Gaza: a study by the Max Planck Institute, based in Germany, reveals that the human toll could have exceeded 100,000

A recent study by the Germany-based Max Planck Institute for Demographic Research and the Center for Demographic Studies highlights the tragic scale of the war in Gaza. Between October 7, 2023 and the end of 2024, researchers estimate that more than 78,000 people were killed. An update of their analysis suggests that by October 2025, the death toll could have exceeded 100,000.
The study also reveals an unprecedented collapse in life expectancy in the Gaza Strip: in 2024, it would have fallen by almost half compared to what it would have been without the war, an average loss of more than 36 years of life. Faced with fragmentary data in the context of conflict, researchers have developed a statistical model capable of integrating these uncertainties. They relied on several sources, including the Gaza Ministry of Health, the UN and human rights organizations. The authors specify that their work only takes into account direct deaths linked to violence. The indirect effects – famine, disease, health collapse – could make the toll even heavier.

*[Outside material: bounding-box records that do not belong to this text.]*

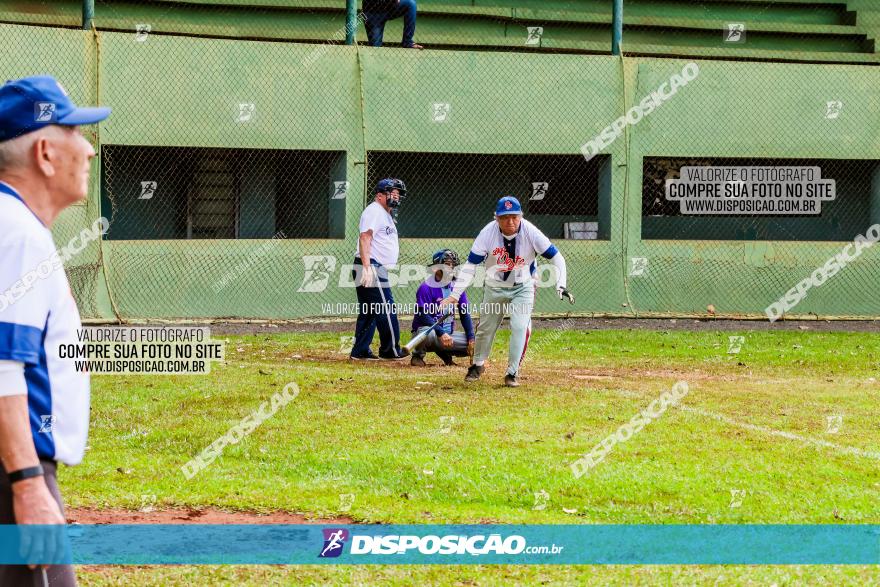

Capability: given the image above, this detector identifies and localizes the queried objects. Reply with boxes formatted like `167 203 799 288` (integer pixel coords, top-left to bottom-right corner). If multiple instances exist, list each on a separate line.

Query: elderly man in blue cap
441 196 574 387
0 76 110 586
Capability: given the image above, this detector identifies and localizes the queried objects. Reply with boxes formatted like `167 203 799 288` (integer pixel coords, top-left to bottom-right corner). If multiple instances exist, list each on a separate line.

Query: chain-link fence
0 0 880 320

The researchers also point out that the distribution of victims by age and gender resembles that observed in other major conflicts documented by the UN, where civilian populations, particularly the youngest, paid a disproportionate toll. This trend reinforces the idea that Gazan society is being struck at the heart of its demographic structure. Finally, the study recalls the importance of having reliable data to measure the real impact of wars on populations. According to the authors, producing robust estimates is not just a scientific exercise: it is an essential tool for alerting the international community to the scale of human destruction and guiding humanitarian responses.
Analytically, these figures pose a central question: beyond the immediate shock, what will be the lasting consequences for Palestinian society? Such a sudden decline in life expectancy reflects not only massive losses, but also the collapse of living conditions, public health and future prospects. In the long term, this demographic hemorrhage could further weaken an already strained population, accentuating humanitarian dependence and compromising any social and economic reconstruction.